セロトニン神経が活性化するのに3カ月かかる

 =自己受容体の数が減少するために3カ月

 東邦大学医学部・生理学第一講座(有田秀穂教授等)のHPに、セロトニン神経と痛み、セロトニン神経と腹式呼吸法(坐禅)の関係についての研究結果が記載されている。
 腹式呼吸法などのリズム運動によって、セロトニン神経が活性化するのには、3か月かかる。セロトニン神経の自己受容体の数が減少して、自己の抑制を解放するためであるらしい。

(18)「只管打坐と自己受容体」

(A)(要旨)
 セロトニン神経にはオートレセプターという機構が備わっています。
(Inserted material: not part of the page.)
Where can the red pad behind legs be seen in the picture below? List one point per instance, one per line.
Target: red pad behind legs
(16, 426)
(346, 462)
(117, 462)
セロトニン神経が興奮すると、オートレセプターを介して自己にネガティブフィードバックをかけ、増えた活動を抑えてしまうという、やっかいな特性です。このため、簡単にはセロトニン神経の活動レベルは高く維持し続けられません。オートレセプターを絶えず繰り返し刺激し続けてやると、やがてオートレセプターの数が適応性に減少していきます。 坐禅も継続して数週間もすると、オートレセプターの数が減少して、セロトニン神経の活動レベルが普段から高いレベルに安定することになります。坐禅はただひたすら継続してこそ意味がある、すなわち、道元のいう只管打坐ということは、セロトニン神経の自己抑制回路によって説明可能なのです。

(B)(HPから) (C)(考察)
 腹式呼吸法や坐禅は、その効果が現れるのに継続することが必要である。うつ病やパニック障害などの不安障害、心身症の人が、仏教カウンセリングで腹式呼吸法や坐禅をこころみる場合にも、指導を受けた後、毎日、実践してもらう必要がある。最低2カ月もすれば、症状が緩和されたのを実感できる。 たった1回でやめる人がいるが、そのような早期判断は、この有田教授の言葉で間違いであることがわかる。うつ病の人が、腹式呼吸法、自己洞察法(坐禅に似た心理療法)を開始しても、しばらく、それほど効果が感じられないが、カウンセリングを始めて2カ月たった頃、突然、「気分の好転」をいうクライアント(来談者)が多いのも、この理由によるのであろう。
 長く(正しい坐禅でなければならない)坐禅をしていると、セロトニン神経の オートレセプターの数が減る、それで、セロトニン神経の活動レベルが高く維持されるという。こうなると、力を入れなくても、坐禅も楽になるし、日常いらだち事、感情の爆発が少なくなるだろう。もう少し続けて6カ月〜1年ほどたつと、心の病気は治癒し、セロトニン神経が根本的に活性化しているから、再発の可能性が低くなる。ストレスに反応しすぎることも少なくなり、他の心の病気、心身症やがんの発病の確率も低くなるだろう(ストレスは免疫にも影響する)。正しい坐禅を長く継続する有効性が確認された。
 セロトニン神経には「自己受容体」があり、自己が自己を抑制する。そして、その抑制を解放するのは、知性によらず、腹式呼吸法などの実行である、という。人の真相、坐禅の真相を暗示して興味深い。